I think $L_1$ does not meet $L_2$ because $L_1$ and $L_2$ are not coplanar ?!
The axioms are:
- (line axiom) Through any two distinct point there is exactly one line,
- (plane axiom) Through any $3$-non collinear points there is exactly one plane
- (dimension axiom) Any line contains at least two distinct points, any plane contains at least two distinct lines, there are at least two distinct planes.
- (line-plane intersection) If two distinct points of a line lie in some plane $P$ then the whole line lies on P
- (the parallel axiom) Let $L$ be a line and $p$ be a point then there is exactly one line that passes through $p$ and is parallel to $L$.
- (plane plane intersection) If two distinct planes meet then their intersection is a line.

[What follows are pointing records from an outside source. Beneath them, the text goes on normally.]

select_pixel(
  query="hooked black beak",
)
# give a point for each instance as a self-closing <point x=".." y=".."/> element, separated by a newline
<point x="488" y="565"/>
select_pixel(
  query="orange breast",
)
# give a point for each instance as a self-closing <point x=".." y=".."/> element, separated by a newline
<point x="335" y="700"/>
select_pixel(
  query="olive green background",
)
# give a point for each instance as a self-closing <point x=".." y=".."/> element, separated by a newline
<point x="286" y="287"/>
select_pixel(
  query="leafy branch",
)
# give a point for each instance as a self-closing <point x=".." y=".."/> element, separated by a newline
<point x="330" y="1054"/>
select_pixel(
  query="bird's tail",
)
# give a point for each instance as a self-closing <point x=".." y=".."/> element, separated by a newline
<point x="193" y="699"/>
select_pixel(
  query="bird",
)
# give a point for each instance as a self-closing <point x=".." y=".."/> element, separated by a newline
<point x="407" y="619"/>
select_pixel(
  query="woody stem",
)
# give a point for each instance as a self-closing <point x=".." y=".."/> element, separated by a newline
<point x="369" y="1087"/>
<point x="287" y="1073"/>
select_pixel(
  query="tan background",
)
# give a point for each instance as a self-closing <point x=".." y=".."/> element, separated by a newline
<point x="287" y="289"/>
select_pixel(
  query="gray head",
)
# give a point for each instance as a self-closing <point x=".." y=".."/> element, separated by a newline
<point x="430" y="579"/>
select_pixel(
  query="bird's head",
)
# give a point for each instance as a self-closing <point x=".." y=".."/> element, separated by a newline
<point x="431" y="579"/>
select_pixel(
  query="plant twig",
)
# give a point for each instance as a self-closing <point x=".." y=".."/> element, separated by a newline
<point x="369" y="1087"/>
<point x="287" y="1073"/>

The intersection of a line $L_1$ with a plane $P$ in $\mathbb{R}^3$ is either empty $L_1 \cap P = \emptyset$, contains one point $L_1 \cap P = \{ p \}$ or infinite many points $L_1 \cap P = L_1$.
(This reasoning is directly from Linear Algebra, it translates into the solution of a system of linear equations, one equation expressing the plane, two equations expressing the line)
If $L_1$ lies not in $P$ and has at least one point in common you must have the case with one intersection point $p$ and you know there can not be another point from $L_1$ on $L_2$ as that one has to lie in $P$ as well and we have only one in $P$.
Update: Now let us try the axioms:
We apply $(A \Rightarrow B) \iff (\neg B \Rightarrow A)$: $$ (\exists p, q \in L: p \ne q \wedge p, q \in P ) \Rightarrow L \subset P \iff \\ \neg (L \subset P) \Rightarrow \neg (\exists p, q \in L: p \ne q \wedge p, q \in P ) \iff \\ \neg (L \subset P) \Rightarrow (\forall: p, q \in L: p = q \vee p \notin P \vee q \notin P) $$ The last means: If $L$ does not lie in $P$ then for all two distinct points of $L$ at least one of them is not in $P$.
As $L_1$ does not lie in $P$ and $p \in P$ we know from the above $q \notin P$.
This too allows at most one point of $L_1$ to be in $P$: If we had two distinct ones both from $P$, at least one of them had not be in $P$, contradiction.
Again: We know there can not be another point $q \in L_1$ on $L_2$ as that one has with $L_2$ to lie in $P$ as well and we have only one in $P$.